Oh hey and remember how I was all: WHERE IS MY CAKE.  WHY IS IT A LIE?

Well guess what guys?  CAKE HAPPENED.

CAKE HAPPENED…and so did this song:

Listen to this song y’all!  So creepy, and yet so happy!  Evidently Jonathan Coulton wrote it.  I wish I’d known about him before Dragon*Con, as he is part of a big thing called w00tstock and it sounds super fun but I’ve said it before and I will say it again: you cannot do everything at Dragon*Con.  Hopefully he will come to Dragon*Con in the future.  In the meantime, I will research his music.  And also listen to this song a lot.

Oh here are the song lyrics.  They are really worthwhile, I mean it:

“This was a triumph! I’m making a note here: Huge Success. It’s hard to overstate my satisfaction. Aperture Science – we do what we must because we can. For the good of all of us, except the ones who are dead. But there’s no sense crying over every mistake. You just keep on trying till you run out of cake. And the science gets done. And you make a neat gun. For the people who are still alive. I’m not even angry. I’m being most sincere right now. Even though you broke my heart and killed me. And tore me to pieces. And threw every piece into a fire. As they burned, it hurt because I was so happy for you. Now these points of data make a beautiful line. And we’re out of beta; we’re releasing on time. So I’m GLaD I got burned. Think of all the things we learned. For the people who are still alive. Go ahead and leave me. I think I prefer to stay inside. Maybe you’ll find someone else to help you. Maybe Black Mesa. That was a joke – Ha Ha! Fat Chance! Anyway, this cake is great. It’s so delicious and moist. Look at me still talking when there’s science to do. When I look out there, it makes me GLaD I’m not you. I’ve experiments to run. There is research to be done. On the people who are still alive. And, believe me, I’m still alive! I’m doing science and I’m still alive! I feel FANTASTIC and I’m still alive! While you’re dying, I’ll be still alive! And when you’re dead, I will be still alive! Still Alive! Still Alive… ”

This cake is great.  It’s so delicious and moist.

Excellent Quotes from Portal

This is why I do not play video games: they take me away from y’all and suck up all my waking attention and then next thing I know I am needing to play, just needing to play truly, so I can get to the next part of the story.  Those alternative storytelling people were not lying; video games really are the next and newest and most fun form of narrative.  The story that is being told in Portal is so simple and yet so compelling and I am loving it.

This is partly because I have now officially gone off the grid in the game.  I don’t want to give away any real spoilers but let us just say that it is exactly what it sounds like.

Luckily, the game is providing me with some really choice quotes to keep me giggling like a psycho as I attempt to solve the awesome puzzle.  Oh, also, the cake is still a lie.  Dammit.

Mild spoilers ahead with these quotes:

“Cake, and grief counseling, will be available at the conclusion of the test. ”

“Please note that we have added a consequence for failure.
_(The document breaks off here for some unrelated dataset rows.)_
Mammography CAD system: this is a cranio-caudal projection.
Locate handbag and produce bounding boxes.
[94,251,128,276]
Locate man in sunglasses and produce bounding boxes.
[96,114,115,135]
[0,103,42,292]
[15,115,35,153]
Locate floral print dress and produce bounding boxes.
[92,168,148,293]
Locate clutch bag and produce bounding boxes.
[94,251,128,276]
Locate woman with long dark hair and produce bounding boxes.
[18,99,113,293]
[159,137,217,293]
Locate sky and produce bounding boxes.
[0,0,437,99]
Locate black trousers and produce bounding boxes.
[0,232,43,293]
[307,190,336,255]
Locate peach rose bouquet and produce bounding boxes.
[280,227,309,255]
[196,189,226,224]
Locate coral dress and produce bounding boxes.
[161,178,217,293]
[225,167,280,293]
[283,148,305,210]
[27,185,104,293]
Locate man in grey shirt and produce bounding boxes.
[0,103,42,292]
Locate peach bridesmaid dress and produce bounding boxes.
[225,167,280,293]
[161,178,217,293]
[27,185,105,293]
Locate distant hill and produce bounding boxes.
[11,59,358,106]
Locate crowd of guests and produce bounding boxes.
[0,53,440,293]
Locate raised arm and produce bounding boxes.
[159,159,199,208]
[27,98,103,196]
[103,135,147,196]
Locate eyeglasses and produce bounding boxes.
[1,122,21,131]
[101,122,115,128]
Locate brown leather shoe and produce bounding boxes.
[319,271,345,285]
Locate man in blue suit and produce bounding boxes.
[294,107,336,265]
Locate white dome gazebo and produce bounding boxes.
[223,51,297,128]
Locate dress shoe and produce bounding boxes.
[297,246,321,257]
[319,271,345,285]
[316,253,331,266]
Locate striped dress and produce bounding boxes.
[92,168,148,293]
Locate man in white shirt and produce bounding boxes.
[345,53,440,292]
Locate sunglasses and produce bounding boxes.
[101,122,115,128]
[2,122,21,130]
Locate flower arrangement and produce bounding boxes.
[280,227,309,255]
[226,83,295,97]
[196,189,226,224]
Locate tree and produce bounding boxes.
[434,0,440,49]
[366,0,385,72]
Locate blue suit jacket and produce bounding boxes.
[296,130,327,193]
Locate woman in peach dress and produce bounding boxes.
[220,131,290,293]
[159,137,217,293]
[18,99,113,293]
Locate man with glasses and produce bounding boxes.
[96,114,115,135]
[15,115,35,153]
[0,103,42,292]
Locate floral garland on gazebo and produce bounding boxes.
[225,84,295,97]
Any contact with the chamber floor will result in an unsatisfactory mark on your official testing record, followed by death. ”

“Remember, the Aperture Science Bring Your Daughter to Work Day is the perfect time to have her tested.”

“Did you know you can donate one or all of your vital organs to the Aperture Science Self Esteem Fund for Girls? It’s true! ”

And my personal favorite, at least up to this point:  “Remember when the platform was sliding into the fire pit and I said ‘Goodbye’ and you were like ‘No way!’ And then I was all ‘We pretended we were going to murder you?’ That was great!”

Forcing myself to go to bed now, the game will be waiting for me tomorrow.  I hope.